And then, at the tail end of 1973, when she’d just turned thirty-two, Ellen initiated a breakup with Steve. He remembers it not as one defining incident—although their fights were at times acutely painful—but as a result of her amorphous desire for freedom and solitude. It wasn’t a clean break. She and Steve felt like family to each other, and for years they would occasionally sleep together after a night out on the town. But partnership never felt quite right. As she said to Steve, miffed after discovering he’d gone on a few dates with another woman: “You know, we were always better friends than we were lovers.” Looking back, Steve thinks she was probably right. “Ellen really did want to live on her own,” he reflected years later on the phone to me. “She wanted to have other relationships. She wanted to be by herself.”

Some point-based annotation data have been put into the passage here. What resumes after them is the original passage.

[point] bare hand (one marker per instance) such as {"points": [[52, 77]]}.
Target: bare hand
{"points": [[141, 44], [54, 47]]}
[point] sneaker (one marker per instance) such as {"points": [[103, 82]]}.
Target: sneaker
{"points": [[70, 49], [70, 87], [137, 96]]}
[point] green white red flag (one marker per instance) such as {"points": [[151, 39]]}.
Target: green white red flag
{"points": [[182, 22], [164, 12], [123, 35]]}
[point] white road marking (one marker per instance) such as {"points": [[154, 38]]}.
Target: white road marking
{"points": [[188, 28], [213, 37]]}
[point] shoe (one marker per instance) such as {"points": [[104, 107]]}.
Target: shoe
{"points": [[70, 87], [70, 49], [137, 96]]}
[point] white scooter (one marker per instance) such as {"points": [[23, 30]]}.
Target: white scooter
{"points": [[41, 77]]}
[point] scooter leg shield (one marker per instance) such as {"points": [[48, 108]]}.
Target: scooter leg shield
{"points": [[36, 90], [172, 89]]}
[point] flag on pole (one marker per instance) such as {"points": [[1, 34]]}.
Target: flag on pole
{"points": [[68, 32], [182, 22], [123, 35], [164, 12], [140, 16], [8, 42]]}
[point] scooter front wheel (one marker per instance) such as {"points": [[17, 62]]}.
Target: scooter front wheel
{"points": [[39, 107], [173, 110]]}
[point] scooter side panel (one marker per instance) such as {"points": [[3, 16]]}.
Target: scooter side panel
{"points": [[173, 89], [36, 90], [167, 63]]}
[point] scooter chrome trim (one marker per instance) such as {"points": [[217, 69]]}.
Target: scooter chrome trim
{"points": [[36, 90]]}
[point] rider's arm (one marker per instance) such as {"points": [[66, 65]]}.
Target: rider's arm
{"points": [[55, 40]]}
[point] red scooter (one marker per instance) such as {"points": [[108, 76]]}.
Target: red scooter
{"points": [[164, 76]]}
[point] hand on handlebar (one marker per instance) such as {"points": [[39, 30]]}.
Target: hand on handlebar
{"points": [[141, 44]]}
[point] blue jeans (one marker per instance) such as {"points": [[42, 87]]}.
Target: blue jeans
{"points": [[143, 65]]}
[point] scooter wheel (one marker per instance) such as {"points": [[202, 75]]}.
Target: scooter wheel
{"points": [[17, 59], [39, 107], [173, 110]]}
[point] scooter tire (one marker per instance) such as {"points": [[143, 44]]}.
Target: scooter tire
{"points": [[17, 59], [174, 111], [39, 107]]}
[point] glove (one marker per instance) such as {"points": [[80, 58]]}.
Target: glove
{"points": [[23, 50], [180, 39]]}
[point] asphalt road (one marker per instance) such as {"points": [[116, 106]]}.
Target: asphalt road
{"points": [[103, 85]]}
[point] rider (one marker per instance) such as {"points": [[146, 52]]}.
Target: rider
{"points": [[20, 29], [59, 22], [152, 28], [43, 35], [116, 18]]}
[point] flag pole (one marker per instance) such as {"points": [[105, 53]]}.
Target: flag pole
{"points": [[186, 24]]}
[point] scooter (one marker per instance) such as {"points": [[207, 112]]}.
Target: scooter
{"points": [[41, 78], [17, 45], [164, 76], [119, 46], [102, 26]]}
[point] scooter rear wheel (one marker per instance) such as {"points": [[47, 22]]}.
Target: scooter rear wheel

And she would live alone, for six years after that, first in the place they once shared in Park Slope, then in a small apartment on Waverly Place in the West Village. Nostalgists might picture a modest but sunny studio, perhaps with dusty parquet floors and other prewar details. I certainly did as a young teen growing up with two professor parents in the nineties. By the time my mom got tenure at NYU and we moved into a university-owned apartment in 1995, Bleecker Street’s musicians and artists had long ago been replaced by drunk tourists and college freshmen brandishing fake IDs.
Sadly, old photos confirm that my mom’s place on Waverly did not fit my bohemian fantasy. It was shabby, without the chic. The floors were black-and-white-checkered linoleum, even in the bedroom; my mother’s thousands of records were held up by plywood and cinder blocks; her bed was a frameless mattress and box spring covered with tattered floral sheets. Still, this apartment was hers. It became the place she’d hole up and write (or have writer’s block) for days, eating marshmallow circus peanuts and blintzes from the Polish diner. It became a place she danced to Creedence Clearwater Revival, had affairs, gossiped with friends, and read books while chain-drinking coffee.